In the meantime, he made them an offer: “Let me out for free and I won’t tell.”
He says there was “No answer.”
Bomshell
But at a meeting, the hospital’s oncology speciality dropped the bombshell that he should never have been prescribed Casodex.
“Three bloody years too late,” Mr Harmsworth says.
When the payment finally arrived from his sons, “the fingerpointing stopped” and he was transferred to a government hospital, where he remains.
“They seriously know how to treat people — unlike Aster, who seem to do it on the wing.”
Aster’s rise in the UAE has been meteoric — but not without scrutiny.
In the past year the company has faced a whistleblower-triggered forensic audit into undisclosed vendor relationships and internal misconduct, while patient forums and expat groups have been littered with complaints about inconsistent care, slow diagnosis, and what some describe as profit-first, patient-second culture.

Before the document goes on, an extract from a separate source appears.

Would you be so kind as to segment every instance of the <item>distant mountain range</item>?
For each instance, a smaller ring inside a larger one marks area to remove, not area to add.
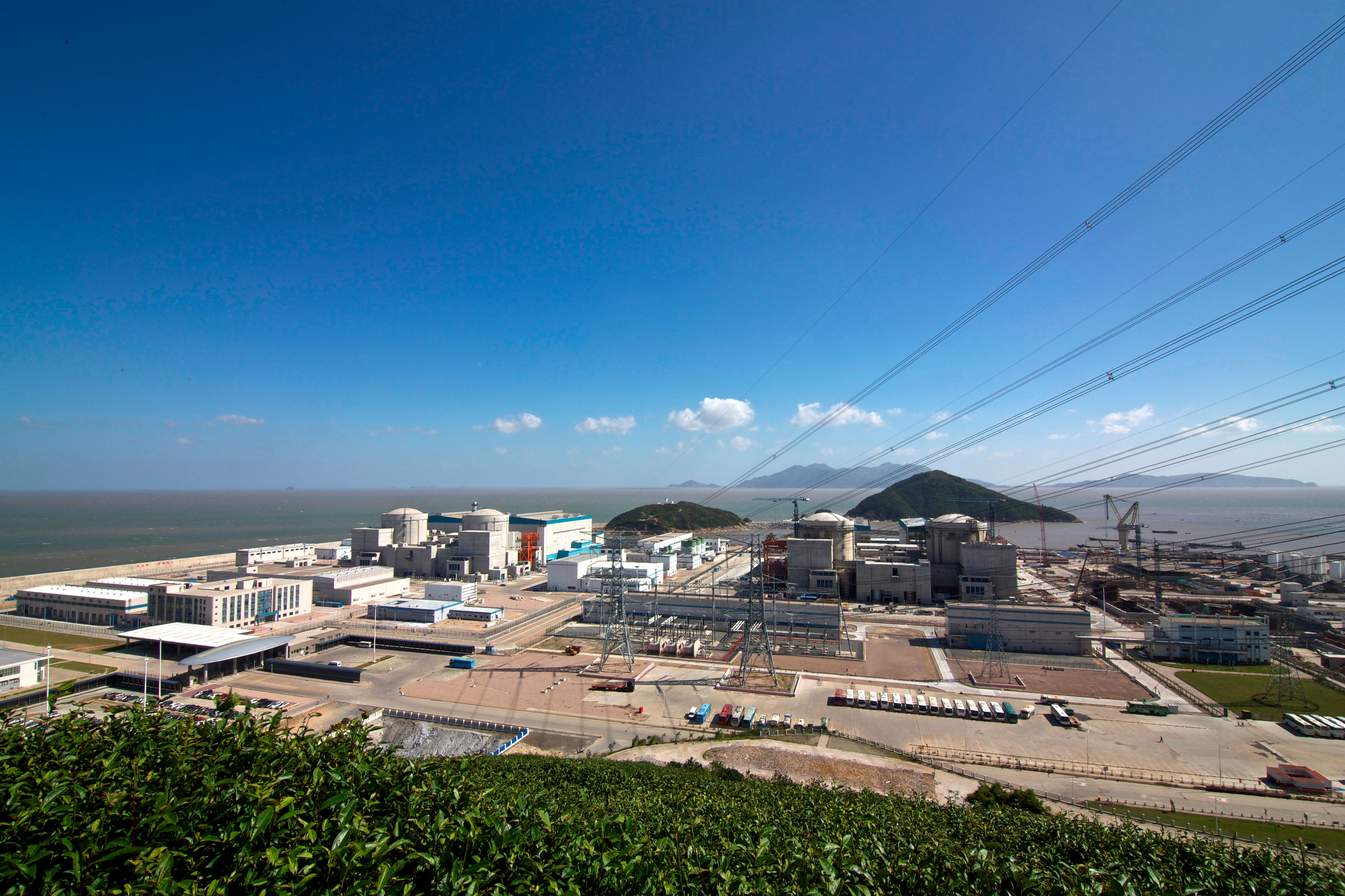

Critics argue the group grew too fast on low-cost staffing and tight margins, while its own management continues to insist it maintains high standards and government accreditation.
Aster senior PR and communication manager Udhayan Nair told the Herald the healthcare company took all matters of patient health and safety with “utmost seriousness”.
Privacy
“As a matter of policy, the Aster group never comments on patient matters out of our concern for the privacy of our patients and their families,” Mr Nair said.
“To do so would also be a violation of various laws, including data protection legislation.
“For any query, the patient will have to reach out to the concerned in the hospital and he would be supported accordingly.”
Mr Harmsworth is now fighting to regain mobility, and waiting to see what comes of the legal correspondence his lawyers have sent to Aster.
Two months ago English nurse Jennifer King set up a fundraising page to try and raise the $57,000 Mr Harmsworth needs before his current hospital will start treatment to try and shrink his tumour, describing it as a lifesaving operation.
“Medivac is even more expensive,” she said.
Ms King lived in Dubai for many years, and was awarded an MBE in the 2016 Queens honours list for her work with special need childrens in Abu Dhabi.
She says Mr Harmsworth and his wife didn’t have the money to fund the radiation treament.